The geography of Manhattan, coupled with fundamental holes in New York's infrastructure, gave the waterfront an uncontested monopoly on shipping, which, in turn, created a powerful class of businessmen, politicians, and union leaders who profited through an unofficial yet entrenched system of exploitation, kickbacks, shakedowns and predatory lending. Relying on the labor of thousands of working-class longshoremen, of overwhelmingly Irish descent on the West Side, who physically unloaded the ships, this system was maintained by nothing short of terror. Both beholden to these gangsters-mostly Irish themselves -- for their meager livelihood and systematically threatened by them, the waterfront community found that the only way to survive was to obey a code of silence. Under this code, they never spoke against or challenged the powerful and, in return, they were not killed and could maybe earn enough to feed their families.

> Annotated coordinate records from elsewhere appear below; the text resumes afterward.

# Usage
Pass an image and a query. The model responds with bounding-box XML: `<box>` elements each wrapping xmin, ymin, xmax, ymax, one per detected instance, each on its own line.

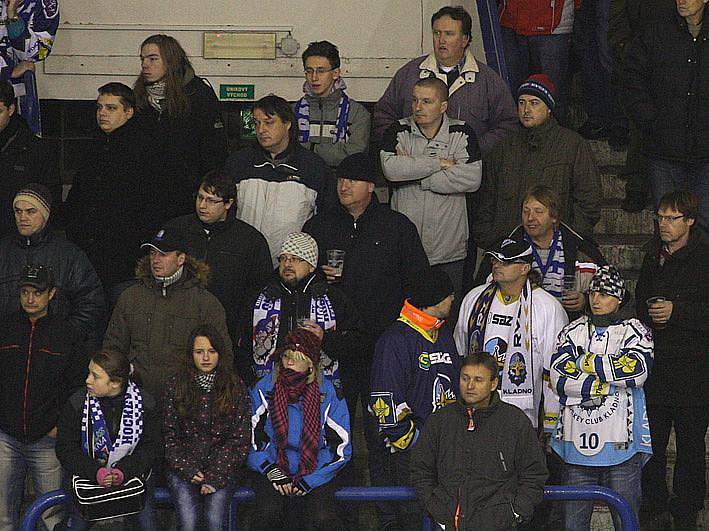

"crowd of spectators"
<box><xmin>0</xmin><ymin>0</ymin><xmax>709</xmax><ymax>530</ymax></box>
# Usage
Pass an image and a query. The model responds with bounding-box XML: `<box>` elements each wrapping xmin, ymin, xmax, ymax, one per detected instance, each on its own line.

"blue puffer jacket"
<box><xmin>246</xmin><ymin>375</ymin><xmax>352</xmax><ymax>493</ymax></box>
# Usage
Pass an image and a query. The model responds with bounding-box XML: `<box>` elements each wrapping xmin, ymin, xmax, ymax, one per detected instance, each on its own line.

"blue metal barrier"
<box><xmin>20</xmin><ymin>486</ymin><xmax>639</xmax><ymax>531</ymax></box>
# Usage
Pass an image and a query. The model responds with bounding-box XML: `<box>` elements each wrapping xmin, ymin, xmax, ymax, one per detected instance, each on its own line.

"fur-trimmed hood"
<box><xmin>135</xmin><ymin>255</ymin><xmax>209</xmax><ymax>288</ymax></box>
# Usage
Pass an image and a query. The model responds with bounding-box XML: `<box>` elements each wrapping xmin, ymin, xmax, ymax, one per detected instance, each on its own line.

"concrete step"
<box><xmin>598</xmin><ymin>166</ymin><xmax>626</xmax><ymax>200</ymax></box>
<box><xmin>594</xmin><ymin>199</ymin><xmax>653</xmax><ymax>235</ymax></box>
<box><xmin>587</xmin><ymin>140</ymin><xmax>627</xmax><ymax>166</ymax></box>
<box><xmin>598</xmin><ymin>234</ymin><xmax>652</xmax><ymax>270</ymax></box>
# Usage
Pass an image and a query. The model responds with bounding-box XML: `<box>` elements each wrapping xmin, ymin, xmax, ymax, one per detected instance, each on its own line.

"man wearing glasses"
<box><xmin>293</xmin><ymin>41</ymin><xmax>369</xmax><ymax>168</ymax></box>
<box><xmin>635</xmin><ymin>191</ymin><xmax>709</xmax><ymax>529</ymax></box>
<box><xmin>166</xmin><ymin>170</ymin><xmax>272</xmax><ymax>382</ymax></box>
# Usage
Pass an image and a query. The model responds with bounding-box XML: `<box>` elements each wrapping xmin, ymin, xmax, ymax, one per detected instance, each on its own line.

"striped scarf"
<box><xmin>271</xmin><ymin>368</ymin><xmax>320</xmax><ymax>481</ymax></box>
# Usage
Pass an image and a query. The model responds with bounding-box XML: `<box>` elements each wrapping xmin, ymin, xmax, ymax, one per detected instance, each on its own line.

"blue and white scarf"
<box><xmin>295</xmin><ymin>78</ymin><xmax>350</xmax><ymax>144</ymax></box>
<box><xmin>524</xmin><ymin>229</ymin><xmax>564</xmax><ymax>299</ymax></box>
<box><xmin>81</xmin><ymin>380</ymin><xmax>143</xmax><ymax>468</ymax></box>
<box><xmin>252</xmin><ymin>293</ymin><xmax>340</xmax><ymax>382</ymax></box>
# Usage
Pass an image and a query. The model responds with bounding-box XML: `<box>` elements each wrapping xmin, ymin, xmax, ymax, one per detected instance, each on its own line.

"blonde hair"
<box><xmin>273</xmin><ymin>349</ymin><xmax>320</xmax><ymax>383</ymax></box>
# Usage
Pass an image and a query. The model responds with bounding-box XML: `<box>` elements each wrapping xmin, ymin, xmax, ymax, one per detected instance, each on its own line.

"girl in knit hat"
<box><xmin>246</xmin><ymin>328</ymin><xmax>352</xmax><ymax>530</ymax></box>
<box><xmin>545</xmin><ymin>265</ymin><xmax>653</xmax><ymax>531</ymax></box>
<box><xmin>163</xmin><ymin>324</ymin><xmax>251</xmax><ymax>531</ymax></box>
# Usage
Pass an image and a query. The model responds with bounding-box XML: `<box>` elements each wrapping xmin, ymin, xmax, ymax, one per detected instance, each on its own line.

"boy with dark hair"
<box><xmin>224</xmin><ymin>94</ymin><xmax>337</xmax><ymax>267</ymax></box>
<box><xmin>58</xmin><ymin>83</ymin><xmax>160</xmax><ymax>305</ymax></box>
<box><xmin>411</xmin><ymin>352</ymin><xmax>547</xmax><ymax>531</ymax></box>
<box><xmin>293</xmin><ymin>41</ymin><xmax>369</xmax><ymax>168</ymax></box>
<box><xmin>166</xmin><ymin>170</ymin><xmax>271</xmax><ymax>362</ymax></box>
<box><xmin>635</xmin><ymin>191</ymin><xmax>709</xmax><ymax>529</ymax></box>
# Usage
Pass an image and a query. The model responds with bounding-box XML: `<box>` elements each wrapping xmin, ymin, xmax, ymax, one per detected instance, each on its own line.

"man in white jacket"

Professor James Fisher's "On the Irish Waterfront: The Crusader, the Movie, and the Soul of the Port of New York" identifies several factors that allowed such a corrupt and exploitative system to remain in place for so long, virtually unchanged for a century. Going beyond the obvious explanation of violence and power - to which he does devote ample attention - Fisher delves deeper into the paranoid politics of the Red Scare, the insular nature of the Irish-American West Side community in a more heterogeneous New York, the geographical and political split between the New York and New Jersey docks, and the role of the Catholic Church to explain even the longshoremen's fierce defense of their own systematic repression.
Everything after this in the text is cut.